Here is how I made DT Office eat files:

  1. Created a file with random data and pdf extension:

$ dd if=/dev/urandom of=Desktop/file.pdf bs=1024 count=10

  1. Pulled this file together with some others into the Sorter with command key pressed.
  2. The other files are in the inbox, but file.pdf is gone. No warning given. There is an entry in the protocol however.

It doesn’t have to be random data: Just giving a plain text file the .pdf extension is enough to provoke this behaviour.

This worries me, because I plan to import rather huge quantities of files into DevonThink. Imagine I lose 1% of my import. Even if it’s not a real pdf file, I would like to preserve it. It’s not unlikely that some files in my collection have the wrong extension. Just deleting those is not what I had expected.

The files have not been deleted, but they have been moved (by virtue of holding down the command key when you dragged them to the Sorter) and not imported (by virtue of being the wrong file type). The log window will display the files that failed to import and you can navigate to them by a) right-clicking on them in the log window and selecting ‘Show In Finder’ or b) in the Finder, go to ‘~/Library/Application Support/DEVONthink Sorter/Global Inbox/’ (assuming that the Global Inbox is where the documents were dragged).
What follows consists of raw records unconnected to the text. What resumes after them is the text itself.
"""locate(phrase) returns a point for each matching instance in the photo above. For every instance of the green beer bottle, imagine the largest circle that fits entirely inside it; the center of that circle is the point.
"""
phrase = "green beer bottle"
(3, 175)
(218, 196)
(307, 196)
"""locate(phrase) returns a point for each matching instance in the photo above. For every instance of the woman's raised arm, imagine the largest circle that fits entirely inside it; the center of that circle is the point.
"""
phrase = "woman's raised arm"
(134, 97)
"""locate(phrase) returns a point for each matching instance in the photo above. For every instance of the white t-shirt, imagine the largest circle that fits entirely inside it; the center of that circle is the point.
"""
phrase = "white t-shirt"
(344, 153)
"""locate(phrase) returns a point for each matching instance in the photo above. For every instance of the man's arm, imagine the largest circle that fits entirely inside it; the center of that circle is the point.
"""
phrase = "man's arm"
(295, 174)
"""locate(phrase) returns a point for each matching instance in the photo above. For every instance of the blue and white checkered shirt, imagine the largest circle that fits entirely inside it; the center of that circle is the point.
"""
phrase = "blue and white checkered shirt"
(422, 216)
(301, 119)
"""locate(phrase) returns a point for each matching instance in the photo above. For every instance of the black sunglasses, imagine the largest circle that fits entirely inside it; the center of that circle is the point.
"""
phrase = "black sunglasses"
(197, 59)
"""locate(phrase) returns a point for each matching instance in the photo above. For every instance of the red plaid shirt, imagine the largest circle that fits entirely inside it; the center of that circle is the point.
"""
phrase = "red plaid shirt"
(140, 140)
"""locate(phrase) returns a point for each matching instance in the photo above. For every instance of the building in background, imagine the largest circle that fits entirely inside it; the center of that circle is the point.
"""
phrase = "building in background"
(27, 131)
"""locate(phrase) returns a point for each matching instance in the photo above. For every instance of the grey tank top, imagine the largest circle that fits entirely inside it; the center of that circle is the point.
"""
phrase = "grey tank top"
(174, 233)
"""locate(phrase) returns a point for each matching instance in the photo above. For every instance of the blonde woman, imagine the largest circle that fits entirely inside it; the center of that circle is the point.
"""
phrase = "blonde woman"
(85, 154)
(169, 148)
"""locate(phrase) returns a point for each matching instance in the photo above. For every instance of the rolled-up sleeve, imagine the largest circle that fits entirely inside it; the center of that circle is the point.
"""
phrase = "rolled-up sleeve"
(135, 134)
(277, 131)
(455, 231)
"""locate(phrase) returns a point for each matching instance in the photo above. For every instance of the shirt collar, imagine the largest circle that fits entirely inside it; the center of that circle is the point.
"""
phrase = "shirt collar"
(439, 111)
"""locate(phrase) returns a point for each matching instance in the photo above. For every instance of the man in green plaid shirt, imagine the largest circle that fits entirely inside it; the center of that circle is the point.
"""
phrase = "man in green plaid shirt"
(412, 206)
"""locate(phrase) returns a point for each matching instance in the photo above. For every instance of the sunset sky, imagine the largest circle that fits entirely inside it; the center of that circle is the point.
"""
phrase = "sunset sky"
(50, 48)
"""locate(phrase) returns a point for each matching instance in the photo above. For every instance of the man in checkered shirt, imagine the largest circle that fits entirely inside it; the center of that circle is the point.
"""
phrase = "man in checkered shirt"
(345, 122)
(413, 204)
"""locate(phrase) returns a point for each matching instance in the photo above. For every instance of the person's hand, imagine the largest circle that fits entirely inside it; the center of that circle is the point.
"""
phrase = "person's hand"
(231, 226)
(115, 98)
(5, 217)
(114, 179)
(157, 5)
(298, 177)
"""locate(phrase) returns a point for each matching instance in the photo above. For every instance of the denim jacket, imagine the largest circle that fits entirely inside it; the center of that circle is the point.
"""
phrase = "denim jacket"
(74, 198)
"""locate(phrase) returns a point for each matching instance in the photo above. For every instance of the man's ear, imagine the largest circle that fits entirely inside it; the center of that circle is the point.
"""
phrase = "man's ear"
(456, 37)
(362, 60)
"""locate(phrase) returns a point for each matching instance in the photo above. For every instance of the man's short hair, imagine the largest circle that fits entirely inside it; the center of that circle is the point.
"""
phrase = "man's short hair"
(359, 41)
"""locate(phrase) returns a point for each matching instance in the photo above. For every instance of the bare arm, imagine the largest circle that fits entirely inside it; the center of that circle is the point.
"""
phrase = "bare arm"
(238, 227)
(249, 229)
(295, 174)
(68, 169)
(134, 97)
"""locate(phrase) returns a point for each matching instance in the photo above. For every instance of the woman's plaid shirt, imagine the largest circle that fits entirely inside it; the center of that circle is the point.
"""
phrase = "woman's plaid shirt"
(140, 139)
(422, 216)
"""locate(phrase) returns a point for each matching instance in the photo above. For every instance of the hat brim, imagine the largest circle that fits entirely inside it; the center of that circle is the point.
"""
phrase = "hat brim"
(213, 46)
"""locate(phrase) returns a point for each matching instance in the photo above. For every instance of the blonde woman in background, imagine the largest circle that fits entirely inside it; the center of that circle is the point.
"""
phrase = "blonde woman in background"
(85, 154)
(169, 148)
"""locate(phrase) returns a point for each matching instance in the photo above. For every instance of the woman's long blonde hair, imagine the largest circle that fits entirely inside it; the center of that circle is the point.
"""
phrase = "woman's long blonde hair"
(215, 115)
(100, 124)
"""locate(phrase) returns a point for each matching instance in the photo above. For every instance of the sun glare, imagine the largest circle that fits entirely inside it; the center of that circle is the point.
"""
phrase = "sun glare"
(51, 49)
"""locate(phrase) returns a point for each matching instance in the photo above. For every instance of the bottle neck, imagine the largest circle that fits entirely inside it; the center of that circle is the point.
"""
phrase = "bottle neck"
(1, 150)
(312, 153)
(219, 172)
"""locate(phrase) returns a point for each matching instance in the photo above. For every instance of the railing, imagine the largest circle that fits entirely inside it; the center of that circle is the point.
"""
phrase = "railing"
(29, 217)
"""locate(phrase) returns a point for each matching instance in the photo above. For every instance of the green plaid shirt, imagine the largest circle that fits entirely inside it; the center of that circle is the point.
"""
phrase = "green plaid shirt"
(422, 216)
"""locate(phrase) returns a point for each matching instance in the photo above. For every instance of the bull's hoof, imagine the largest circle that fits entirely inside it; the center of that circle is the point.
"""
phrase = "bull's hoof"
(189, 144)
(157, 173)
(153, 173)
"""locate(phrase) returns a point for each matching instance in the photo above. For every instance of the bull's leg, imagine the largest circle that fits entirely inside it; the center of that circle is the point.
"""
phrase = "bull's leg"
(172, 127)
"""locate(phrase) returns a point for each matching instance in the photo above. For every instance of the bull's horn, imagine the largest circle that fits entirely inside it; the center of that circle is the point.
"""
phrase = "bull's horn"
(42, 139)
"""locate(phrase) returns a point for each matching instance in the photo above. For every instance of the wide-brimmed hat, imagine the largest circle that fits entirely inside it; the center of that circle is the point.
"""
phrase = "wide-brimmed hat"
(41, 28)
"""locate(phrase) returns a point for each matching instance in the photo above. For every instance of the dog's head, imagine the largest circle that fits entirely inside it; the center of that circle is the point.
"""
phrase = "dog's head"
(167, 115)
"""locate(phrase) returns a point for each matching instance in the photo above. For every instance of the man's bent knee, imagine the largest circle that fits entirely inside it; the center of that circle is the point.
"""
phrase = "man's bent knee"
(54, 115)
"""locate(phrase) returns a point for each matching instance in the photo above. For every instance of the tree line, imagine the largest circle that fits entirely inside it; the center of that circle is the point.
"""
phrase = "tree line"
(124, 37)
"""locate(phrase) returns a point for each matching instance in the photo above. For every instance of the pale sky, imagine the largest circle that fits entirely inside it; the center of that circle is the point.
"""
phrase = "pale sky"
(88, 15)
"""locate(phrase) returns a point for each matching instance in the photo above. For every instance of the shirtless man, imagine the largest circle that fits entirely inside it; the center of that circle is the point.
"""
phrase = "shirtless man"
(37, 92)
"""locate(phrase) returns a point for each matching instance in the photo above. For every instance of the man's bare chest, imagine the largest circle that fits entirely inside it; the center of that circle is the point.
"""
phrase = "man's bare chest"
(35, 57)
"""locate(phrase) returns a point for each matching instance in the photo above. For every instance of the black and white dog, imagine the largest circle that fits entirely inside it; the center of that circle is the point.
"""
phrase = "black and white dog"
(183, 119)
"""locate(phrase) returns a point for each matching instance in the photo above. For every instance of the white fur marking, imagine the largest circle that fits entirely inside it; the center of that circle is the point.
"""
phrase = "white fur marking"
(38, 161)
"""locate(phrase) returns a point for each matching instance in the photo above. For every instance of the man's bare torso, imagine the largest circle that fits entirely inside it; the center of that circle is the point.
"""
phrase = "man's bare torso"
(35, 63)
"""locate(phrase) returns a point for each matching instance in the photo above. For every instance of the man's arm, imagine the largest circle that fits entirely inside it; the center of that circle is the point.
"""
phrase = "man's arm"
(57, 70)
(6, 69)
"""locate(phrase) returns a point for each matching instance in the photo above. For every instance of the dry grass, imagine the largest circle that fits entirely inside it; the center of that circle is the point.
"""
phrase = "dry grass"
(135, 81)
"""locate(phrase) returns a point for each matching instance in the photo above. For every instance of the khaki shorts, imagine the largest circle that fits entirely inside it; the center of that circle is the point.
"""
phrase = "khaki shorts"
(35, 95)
I see. Is it that DevonThink generally cannot import files with known extensions but content that it doesn’t understand? Or is this limited to pdf files?

And is there a way to change this, i.e. tell DevonThink “Please do import every pdf file even if you don’t understand it”?

It is not a question of DEVONthink not ‘understanding it’. DEVONthink does understand that the file type doesn’t match the extension, so it is not imported because the document may be corrupt. Preview will not open one of these (non) PDF documents either for the same reason.

Even if DEVONthink could/can be forced to import these documents, personally I would rather discover that the documents may be corrupt at the time of import, so that I can reconstruct them or find a non-corrupted version in a backup. If I import them and then find out days, weeks, or months later that the documents are corrupt, it may be too late to do anything about it.